KL divergence is used with generative models, for example, variational autoencoders (VAEs) or generative adversarial networks (GANs). At a high level, generative models generate data that follows a similar distribution as the training data (for example, https://thesecatsdonotexist.com/). KL divergence then functions as a “distance” metric between predicted and reference distribution.

See one of these awesome resources to read more:

Compare n Contrast

Because the \(H(p)\) term in KL divergence doesn’t change with the predicted distribution, minimizing cross entropy (the \(H(p, q)\) term) also minimizes KL divergence. So if it seems like we’re optimizing our model in the same way using both loss functions, does it even matter which one we use?

KL divergence exactly equals cross entropy when the entropy of the true distribution is 0. This happens when there is no randomness in the distribution, i.e., one outcome/class has probability 1. Notice that this is precisely the case with how we train models, since we use a one-hot vector for the correct class. So when training a classifier for which you have some set of labelled training points you’d like your model to generalize over, the two are functionally equivalent, and you may as well just use cross entropy loss.

Meanwhile, generative models try to output a probability distribution, so KL divergence makes more sense.

So the bottom line: cross entropy is for training a classifier, KL divergence for a generator.

Loss function Use case(s)
Categorical cross entropy - multi-class classification
Binary cross entropy - binary classification
- multi-label classification
KL divergence - outputting a distribution

Demo

Below is the cross entropy + KL divergence demo, which uses our recurring weather classification problem.

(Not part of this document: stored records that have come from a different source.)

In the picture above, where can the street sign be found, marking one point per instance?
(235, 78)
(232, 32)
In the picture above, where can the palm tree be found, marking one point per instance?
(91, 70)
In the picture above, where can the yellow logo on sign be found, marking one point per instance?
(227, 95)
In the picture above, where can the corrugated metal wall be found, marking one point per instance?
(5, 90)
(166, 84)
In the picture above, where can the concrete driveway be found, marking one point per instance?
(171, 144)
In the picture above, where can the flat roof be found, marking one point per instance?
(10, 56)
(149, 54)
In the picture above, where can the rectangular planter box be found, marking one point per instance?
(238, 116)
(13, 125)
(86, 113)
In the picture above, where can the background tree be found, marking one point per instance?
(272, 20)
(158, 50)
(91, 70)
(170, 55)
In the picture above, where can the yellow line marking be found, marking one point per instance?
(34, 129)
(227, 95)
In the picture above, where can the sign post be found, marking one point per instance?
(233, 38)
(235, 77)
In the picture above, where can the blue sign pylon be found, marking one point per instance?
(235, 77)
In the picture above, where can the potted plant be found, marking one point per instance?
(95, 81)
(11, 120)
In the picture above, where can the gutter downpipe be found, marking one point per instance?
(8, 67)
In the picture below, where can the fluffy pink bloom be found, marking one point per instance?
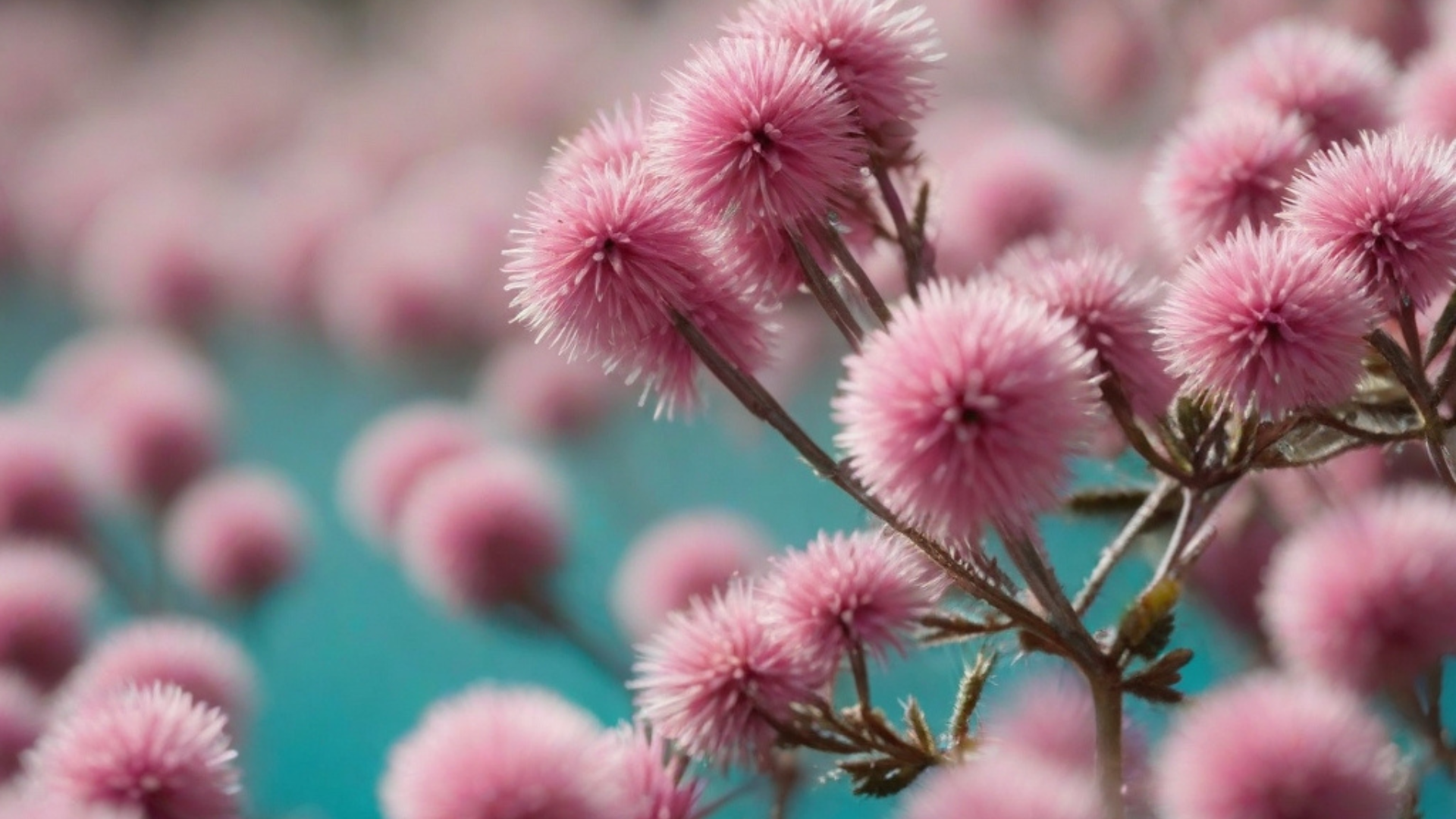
(1263, 318)
(155, 433)
(149, 254)
(153, 749)
(880, 53)
(1273, 748)
(601, 262)
(842, 591)
(1366, 594)
(392, 453)
(46, 601)
(395, 286)
(1427, 93)
(497, 754)
(612, 140)
(1225, 167)
(1337, 83)
(484, 529)
(759, 129)
(647, 777)
(1100, 292)
(237, 534)
(1003, 786)
(711, 675)
(1386, 206)
(41, 491)
(965, 409)
(1015, 188)
(22, 716)
(536, 391)
(685, 557)
(191, 654)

Click here for a full-screen version if preferred.

The blue text superimposed over these icons shows the true weather probability distribution, while the values shown below the classes in green are the predictions, which you can control using the sliders. As you adjust these values, you’ll see the 3 values at the bottom of the screen - entropy, cross entropy, and KL, respectively - change accordingly.

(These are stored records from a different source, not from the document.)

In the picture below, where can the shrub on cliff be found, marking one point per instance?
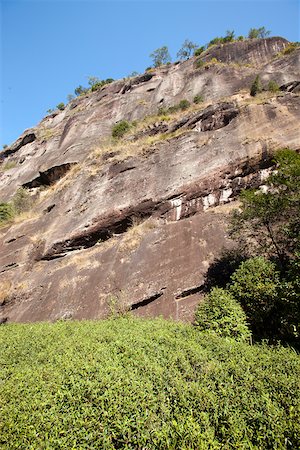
(222, 314)
(187, 49)
(160, 56)
(61, 106)
(256, 86)
(6, 212)
(120, 129)
(258, 33)
(255, 285)
(273, 86)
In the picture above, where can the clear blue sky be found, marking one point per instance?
(50, 47)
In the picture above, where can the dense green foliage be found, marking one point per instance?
(273, 86)
(187, 49)
(134, 384)
(220, 313)
(256, 86)
(270, 299)
(198, 98)
(120, 129)
(255, 285)
(199, 51)
(6, 212)
(61, 106)
(20, 202)
(258, 33)
(160, 56)
(268, 224)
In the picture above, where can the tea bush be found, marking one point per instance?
(132, 384)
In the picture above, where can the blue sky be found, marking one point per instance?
(48, 48)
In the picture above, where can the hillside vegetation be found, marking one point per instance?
(143, 384)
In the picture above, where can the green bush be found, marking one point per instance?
(181, 106)
(134, 384)
(160, 56)
(255, 285)
(199, 51)
(273, 86)
(258, 33)
(120, 129)
(198, 99)
(6, 212)
(60, 106)
(21, 201)
(199, 63)
(256, 86)
(222, 314)
(290, 48)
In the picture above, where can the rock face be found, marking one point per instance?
(136, 224)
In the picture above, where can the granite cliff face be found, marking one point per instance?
(137, 223)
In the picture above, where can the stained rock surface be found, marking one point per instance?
(135, 224)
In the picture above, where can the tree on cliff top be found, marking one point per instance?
(188, 47)
(160, 56)
(258, 33)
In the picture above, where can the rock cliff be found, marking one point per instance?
(136, 223)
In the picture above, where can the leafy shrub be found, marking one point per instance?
(187, 49)
(199, 63)
(255, 285)
(258, 33)
(256, 86)
(21, 201)
(273, 86)
(151, 384)
(222, 314)
(120, 129)
(80, 90)
(183, 104)
(290, 48)
(8, 165)
(6, 212)
(60, 106)
(198, 98)
(199, 51)
(160, 56)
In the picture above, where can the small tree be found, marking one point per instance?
(61, 106)
(268, 223)
(223, 315)
(187, 49)
(256, 87)
(230, 35)
(120, 129)
(258, 33)
(273, 86)
(255, 285)
(70, 97)
(80, 90)
(160, 56)
(199, 51)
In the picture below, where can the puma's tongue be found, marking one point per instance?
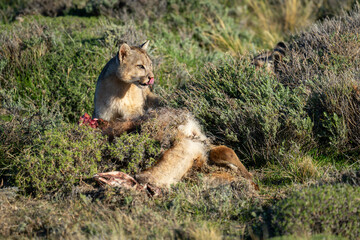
(151, 81)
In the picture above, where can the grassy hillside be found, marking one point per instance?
(297, 130)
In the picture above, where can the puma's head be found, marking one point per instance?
(135, 65)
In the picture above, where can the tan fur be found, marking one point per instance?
(271, 59)
(189, 148)
(124, 103)
(121, 90)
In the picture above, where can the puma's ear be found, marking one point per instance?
(124, 52)
(145, 45)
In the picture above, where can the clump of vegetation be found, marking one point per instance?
(248, 110)
(294, 128)
(324, 60)
(331, 209)
(58, 159)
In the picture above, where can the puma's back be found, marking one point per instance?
(123, 85)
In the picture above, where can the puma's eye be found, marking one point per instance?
(141, 66)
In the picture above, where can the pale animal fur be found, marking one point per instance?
(122, 90)
(123, 98)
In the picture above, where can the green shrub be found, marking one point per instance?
(325, 60)
(325, 209)
(58, 159)
(248, 110)
(132, 153)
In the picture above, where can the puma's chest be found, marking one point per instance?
(131, 104)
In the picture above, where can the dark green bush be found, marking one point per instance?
(247, 110)
(58, 159)
(132, 153)
(53, 161)
(330, 209)
(45, 66)
(325, 59)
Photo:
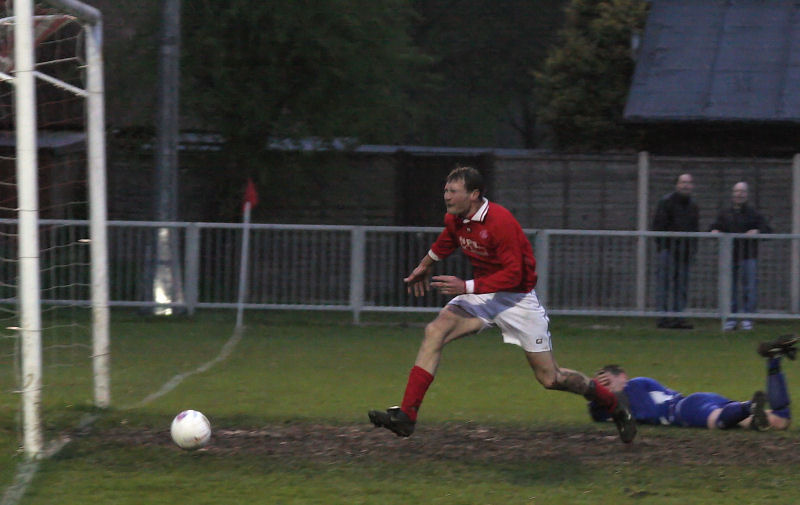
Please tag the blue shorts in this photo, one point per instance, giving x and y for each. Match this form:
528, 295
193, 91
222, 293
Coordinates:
695, 409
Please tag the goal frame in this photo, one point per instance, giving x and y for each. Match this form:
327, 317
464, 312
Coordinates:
29, 295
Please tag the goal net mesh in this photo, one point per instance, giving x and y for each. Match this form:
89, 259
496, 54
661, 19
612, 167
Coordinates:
63, 230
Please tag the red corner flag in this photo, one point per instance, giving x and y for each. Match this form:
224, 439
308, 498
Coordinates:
250, 194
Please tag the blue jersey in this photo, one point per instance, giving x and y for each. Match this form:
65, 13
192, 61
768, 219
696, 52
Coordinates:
651, 402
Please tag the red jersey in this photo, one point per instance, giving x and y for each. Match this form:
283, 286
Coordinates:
500, 253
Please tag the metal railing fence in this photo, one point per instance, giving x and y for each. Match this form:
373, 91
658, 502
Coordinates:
360, 268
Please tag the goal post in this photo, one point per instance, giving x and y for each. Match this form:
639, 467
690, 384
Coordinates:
24, 74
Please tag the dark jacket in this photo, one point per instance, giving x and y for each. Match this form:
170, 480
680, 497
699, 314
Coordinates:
676, 212
732, 220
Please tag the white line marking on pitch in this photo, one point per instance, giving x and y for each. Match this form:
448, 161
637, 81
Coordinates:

To the left of the screen is a collapsible menu. Here you can add and remove classes, up to 10 and down to 1, and change the true distribution by randomizing their values (with either a totally random distribution, or a random one-hot vector), or by manually setting the values yourself.

Note that this demo doesn’t leverage the “clipping” tricks mentioned in the section above, so setting the predicted probability to 0 for a class with non-zero true probability will result in a cross-entropy (and correspondingly, KL) of infinity!

Demo walkthrough

If you want some more guidance using the demo, click/tap the question mark button in the upper right corner, then “Play Tutorial”. This will walk you through the different things you can do with the demo and explain some of the things you see on the screen. This demo is optimized for desktop use, so if you’re reading this on a phone, I’d recommend playing with the demo on a desktop!

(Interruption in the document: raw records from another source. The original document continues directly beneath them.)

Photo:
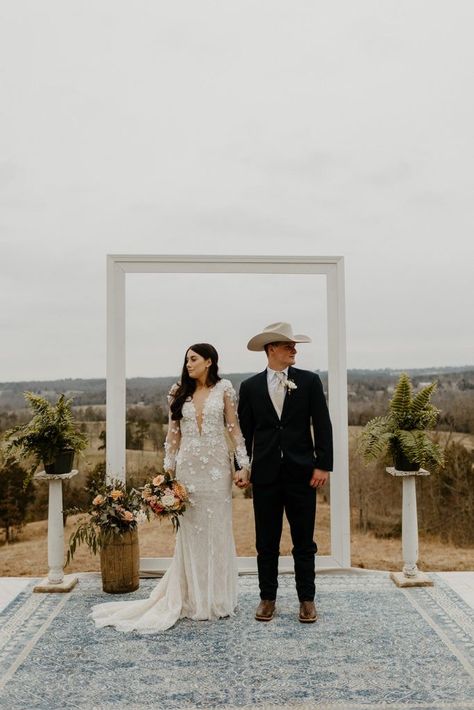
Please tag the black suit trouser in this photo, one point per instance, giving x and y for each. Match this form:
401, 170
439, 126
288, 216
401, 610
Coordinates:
297, 499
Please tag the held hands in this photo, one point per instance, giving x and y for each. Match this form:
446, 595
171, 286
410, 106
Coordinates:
319, 478
242, 478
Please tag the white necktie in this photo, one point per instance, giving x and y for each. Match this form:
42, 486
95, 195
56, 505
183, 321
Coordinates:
279, 392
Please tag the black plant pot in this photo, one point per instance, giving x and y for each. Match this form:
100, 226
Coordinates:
404, 464
62, 463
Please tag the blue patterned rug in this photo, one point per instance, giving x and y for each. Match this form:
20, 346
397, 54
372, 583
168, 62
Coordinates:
373, 646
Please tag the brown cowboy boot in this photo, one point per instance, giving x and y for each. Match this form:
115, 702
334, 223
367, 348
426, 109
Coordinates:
265, 610
307, 613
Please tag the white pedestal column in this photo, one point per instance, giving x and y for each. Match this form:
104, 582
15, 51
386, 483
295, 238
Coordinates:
56, 581
410, 576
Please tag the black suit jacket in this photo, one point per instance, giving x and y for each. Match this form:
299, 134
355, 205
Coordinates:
267, 437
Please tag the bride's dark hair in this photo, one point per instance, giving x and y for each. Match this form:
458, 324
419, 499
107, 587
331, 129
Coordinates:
187, 386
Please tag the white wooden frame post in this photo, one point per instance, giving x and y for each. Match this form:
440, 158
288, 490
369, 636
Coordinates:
330, 266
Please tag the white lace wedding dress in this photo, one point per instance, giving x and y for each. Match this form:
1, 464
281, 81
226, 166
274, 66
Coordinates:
201, 582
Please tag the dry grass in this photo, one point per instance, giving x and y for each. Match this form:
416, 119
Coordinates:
28, 556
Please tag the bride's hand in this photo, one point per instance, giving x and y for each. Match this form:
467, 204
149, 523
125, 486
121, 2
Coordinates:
242, 478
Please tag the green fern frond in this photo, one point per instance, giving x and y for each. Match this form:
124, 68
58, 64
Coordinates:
402, 397
375, 438
419, 448
422, 399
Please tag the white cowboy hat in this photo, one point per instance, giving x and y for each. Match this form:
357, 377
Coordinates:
275, 333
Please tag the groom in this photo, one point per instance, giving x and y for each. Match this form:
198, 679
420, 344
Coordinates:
289, 461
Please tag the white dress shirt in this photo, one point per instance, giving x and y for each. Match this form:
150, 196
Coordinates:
276, 389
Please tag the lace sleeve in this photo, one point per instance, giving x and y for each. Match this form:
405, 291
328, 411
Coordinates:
173, 437
232, 424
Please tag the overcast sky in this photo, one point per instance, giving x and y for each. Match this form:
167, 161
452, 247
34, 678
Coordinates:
235, 127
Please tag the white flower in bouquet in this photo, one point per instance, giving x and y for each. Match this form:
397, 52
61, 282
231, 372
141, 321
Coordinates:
168, 500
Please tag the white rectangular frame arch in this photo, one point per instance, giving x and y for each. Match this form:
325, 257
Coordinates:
118, 265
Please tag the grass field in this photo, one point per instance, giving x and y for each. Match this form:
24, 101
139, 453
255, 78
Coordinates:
28, 556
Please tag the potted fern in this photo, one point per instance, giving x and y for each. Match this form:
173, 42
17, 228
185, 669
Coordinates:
51, 435
402, 433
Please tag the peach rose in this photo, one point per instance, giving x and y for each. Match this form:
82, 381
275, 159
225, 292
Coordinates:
180, 490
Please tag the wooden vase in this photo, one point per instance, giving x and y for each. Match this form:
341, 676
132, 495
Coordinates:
119, 563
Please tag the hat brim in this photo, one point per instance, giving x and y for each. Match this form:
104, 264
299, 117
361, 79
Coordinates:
258, 342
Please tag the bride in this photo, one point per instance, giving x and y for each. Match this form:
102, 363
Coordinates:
201, 582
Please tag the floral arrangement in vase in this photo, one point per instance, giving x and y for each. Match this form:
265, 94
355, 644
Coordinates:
114, 510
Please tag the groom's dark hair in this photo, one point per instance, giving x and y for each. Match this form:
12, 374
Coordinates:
187, 386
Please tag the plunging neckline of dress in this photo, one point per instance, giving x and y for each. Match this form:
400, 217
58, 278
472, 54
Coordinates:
199, 428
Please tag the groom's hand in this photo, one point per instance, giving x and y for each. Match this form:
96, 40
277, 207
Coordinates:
319, 478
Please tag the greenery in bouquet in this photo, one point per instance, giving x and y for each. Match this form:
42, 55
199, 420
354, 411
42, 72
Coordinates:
165, 497
113, 510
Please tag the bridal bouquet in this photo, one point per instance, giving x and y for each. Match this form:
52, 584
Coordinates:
166, 497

Let’s walk through a simple example. Make sure you have 4 classes, then click “Set” to set the true distribution to the uniform distribution (all classes have the same probability). Then set all the sliders to the same value too. Because p = q exactly, you should see that cross entropy and entropy are exactly the same. This in turn brings KL divergence down to 0, its smallest possible value. Cross entropy is also at its lowest possible value for the given problem. Now drag some sliders to change the predicted distribution to something not uniform. The farther you change it, the higher KL divergence and cross entropy will get. Now try putting your loss knowledge to the test. Toggle “Show true distribution” to hide the true distribution, then randomize it. Try to guess the true distribution by adjusting the sliders. That’s somewhat similar to how your model learns during training!